Transformers to SSMs: Distilling Quadratic Knowledge to Subquadratic Models

Authors: Aviv Bick, Kevin Y. Li, Eric P. Xing, J. Zico Kolter, Albert Gu

Abstract: Transformer architectures have become a dominant paradigm for domains like
language modeling but suffer in many inference settings due to their
quadratic-time self-attention. Recently proposed subquadratic architectures,
such as Mamba, have shown promise, but have been pretrained with substantially
less computational resources than the strongest Transformer models. In this
work, we present a method that is able to distill a pretrained Transformer
architecture into alternative architectures such as state space models (SSMs).
The key idea to our approach is that we can view both Transformers and SSMs as
applying different forms of mixing matrices over the token sequences. We can
thus progressively distill the Transformer architecture by matching different
degrees of granularity in the SSM: first matching the mixing matrices
themselves, then the hidden units at each block, and finally the end-to-end
predictions.

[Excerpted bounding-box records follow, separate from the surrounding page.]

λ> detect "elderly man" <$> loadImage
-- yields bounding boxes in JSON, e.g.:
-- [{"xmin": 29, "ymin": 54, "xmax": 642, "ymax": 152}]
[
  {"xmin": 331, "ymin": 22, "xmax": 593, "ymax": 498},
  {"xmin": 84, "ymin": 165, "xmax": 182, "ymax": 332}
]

Our method, called MOHAWK, is able to distill a Mamba-2 variant
based on the Phi-1.5 architecture (Phi-Mamba) using only 3B tokens and a hybrid
version (Hybrid Phi-Mamba) using 5B tokens. Despite using less than 1% of the
training data typically used to train models from scratch, Phi-Mamba boasts
substantially stronger performance compared to all past open-source
non-Transformer models. MOHAWK allows models like SSMs to leverage
computational resources invested in training Transformer-based architectures,
highlighting a new avenue for building such models.